The collision happened at one of the nation’s most congested airports on a rainy night when flashing lights reflecting off wet tarmac can obscure small aircraft. It comes as airports around the country are beginning to receive a new class of huge aircraft.
Fourteen airports have obtained waivers from the Federal Aviation Administration to receive the new Boeing 747-8, which falls into the same new size class as the A380. Boeing is working with 13 more airports to get approval from the FAA.
Most U.S. airports cannot legally handle the A380 or 747-8 because of FAA space requirements aimed at keeping planes from bumping into each other. But the FAA can issue waivers if airport officials agree to certain procedures, such as using only certain taxiways or halting other traffic when one of these mammoth planes is on the move.
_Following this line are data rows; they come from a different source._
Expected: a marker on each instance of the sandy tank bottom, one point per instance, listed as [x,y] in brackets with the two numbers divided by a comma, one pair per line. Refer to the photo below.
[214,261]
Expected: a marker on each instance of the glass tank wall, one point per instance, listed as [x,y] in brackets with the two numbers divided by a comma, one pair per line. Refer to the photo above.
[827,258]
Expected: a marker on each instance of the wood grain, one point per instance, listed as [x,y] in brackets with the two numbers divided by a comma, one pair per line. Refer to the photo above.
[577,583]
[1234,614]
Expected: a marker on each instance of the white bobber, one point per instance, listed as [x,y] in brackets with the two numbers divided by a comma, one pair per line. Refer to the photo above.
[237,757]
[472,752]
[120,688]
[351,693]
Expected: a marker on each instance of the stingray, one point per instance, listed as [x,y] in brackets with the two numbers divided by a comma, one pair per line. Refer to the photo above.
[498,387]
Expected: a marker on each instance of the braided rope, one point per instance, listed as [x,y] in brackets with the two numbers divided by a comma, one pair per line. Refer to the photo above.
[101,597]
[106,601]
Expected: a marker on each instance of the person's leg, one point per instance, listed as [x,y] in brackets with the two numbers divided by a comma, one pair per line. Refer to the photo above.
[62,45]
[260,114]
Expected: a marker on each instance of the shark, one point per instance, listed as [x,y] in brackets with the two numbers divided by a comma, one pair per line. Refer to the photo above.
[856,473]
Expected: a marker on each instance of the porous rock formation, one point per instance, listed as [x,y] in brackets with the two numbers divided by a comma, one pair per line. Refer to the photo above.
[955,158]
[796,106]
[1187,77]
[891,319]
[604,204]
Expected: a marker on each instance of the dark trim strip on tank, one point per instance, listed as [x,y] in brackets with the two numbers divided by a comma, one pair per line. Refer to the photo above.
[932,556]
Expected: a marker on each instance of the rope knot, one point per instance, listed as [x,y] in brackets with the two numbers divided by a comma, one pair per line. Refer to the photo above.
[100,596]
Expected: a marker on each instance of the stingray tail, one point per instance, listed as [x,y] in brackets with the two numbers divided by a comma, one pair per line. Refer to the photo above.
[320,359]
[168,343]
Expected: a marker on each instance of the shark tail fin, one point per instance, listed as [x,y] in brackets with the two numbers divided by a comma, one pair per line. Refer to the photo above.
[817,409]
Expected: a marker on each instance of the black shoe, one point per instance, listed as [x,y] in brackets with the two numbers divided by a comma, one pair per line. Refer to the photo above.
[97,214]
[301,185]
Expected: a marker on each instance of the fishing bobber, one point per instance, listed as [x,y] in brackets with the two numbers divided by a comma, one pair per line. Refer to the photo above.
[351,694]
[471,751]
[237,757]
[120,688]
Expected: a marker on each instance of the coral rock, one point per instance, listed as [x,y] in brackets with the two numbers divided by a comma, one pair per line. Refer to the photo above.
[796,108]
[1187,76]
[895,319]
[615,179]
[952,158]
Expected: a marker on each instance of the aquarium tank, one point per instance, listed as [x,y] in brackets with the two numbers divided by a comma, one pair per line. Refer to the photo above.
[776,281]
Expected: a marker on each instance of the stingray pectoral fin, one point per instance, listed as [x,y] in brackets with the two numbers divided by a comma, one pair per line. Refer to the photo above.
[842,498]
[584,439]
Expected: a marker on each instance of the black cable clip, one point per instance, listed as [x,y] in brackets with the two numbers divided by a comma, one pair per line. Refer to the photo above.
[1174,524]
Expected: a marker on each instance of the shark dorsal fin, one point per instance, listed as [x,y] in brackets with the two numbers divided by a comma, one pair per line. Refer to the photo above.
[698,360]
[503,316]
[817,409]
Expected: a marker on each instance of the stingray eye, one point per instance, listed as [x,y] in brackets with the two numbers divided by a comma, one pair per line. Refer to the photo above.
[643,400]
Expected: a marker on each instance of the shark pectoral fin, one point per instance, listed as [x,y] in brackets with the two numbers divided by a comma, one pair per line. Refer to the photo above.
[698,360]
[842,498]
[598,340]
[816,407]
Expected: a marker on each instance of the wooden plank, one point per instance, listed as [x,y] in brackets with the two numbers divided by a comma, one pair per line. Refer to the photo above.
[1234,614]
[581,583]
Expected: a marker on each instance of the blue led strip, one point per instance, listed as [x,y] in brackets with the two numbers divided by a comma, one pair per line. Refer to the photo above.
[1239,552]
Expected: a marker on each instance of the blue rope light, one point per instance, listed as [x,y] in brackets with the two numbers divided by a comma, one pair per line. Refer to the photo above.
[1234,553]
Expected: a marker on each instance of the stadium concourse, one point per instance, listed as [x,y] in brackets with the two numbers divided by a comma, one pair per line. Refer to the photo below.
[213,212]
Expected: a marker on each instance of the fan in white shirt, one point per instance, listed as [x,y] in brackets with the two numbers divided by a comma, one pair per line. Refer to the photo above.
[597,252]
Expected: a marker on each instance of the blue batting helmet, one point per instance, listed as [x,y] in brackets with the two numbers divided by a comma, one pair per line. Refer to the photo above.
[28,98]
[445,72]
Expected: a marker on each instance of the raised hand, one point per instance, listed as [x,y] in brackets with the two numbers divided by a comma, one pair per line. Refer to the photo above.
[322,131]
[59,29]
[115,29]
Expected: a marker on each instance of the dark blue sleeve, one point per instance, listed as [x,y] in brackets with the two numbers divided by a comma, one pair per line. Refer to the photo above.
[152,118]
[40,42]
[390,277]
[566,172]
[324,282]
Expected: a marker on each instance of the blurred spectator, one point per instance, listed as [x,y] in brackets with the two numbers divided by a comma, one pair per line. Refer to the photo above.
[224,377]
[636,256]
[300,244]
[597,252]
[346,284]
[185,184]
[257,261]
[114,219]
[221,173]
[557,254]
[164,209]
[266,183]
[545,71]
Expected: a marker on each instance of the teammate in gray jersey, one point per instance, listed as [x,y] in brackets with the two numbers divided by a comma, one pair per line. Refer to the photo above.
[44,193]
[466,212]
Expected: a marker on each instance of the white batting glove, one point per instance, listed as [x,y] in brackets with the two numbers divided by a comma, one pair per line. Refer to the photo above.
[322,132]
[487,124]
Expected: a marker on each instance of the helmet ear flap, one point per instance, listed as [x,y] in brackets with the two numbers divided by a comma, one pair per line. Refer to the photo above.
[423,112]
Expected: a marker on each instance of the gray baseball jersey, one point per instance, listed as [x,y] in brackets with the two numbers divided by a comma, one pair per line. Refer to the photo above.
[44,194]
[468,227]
The National Transportation Safety Board is reviewing radio recordings, radar data and flight recorders from both aircraft in Monday’s accident.
The impact tore open the leading edge of the Airbus’ left wing and broke off half of the wing fence, a vertical fin that sticks out from the wingtip. The Bombardier had a hole in its rudder and a dent on the leading edge of the tail.
“This wasn’t just two airplanes bumping together. The Air France plane really creamed the regional jet,” said Bill Voss, president of the Flight Safety Foundation, an advocacy group.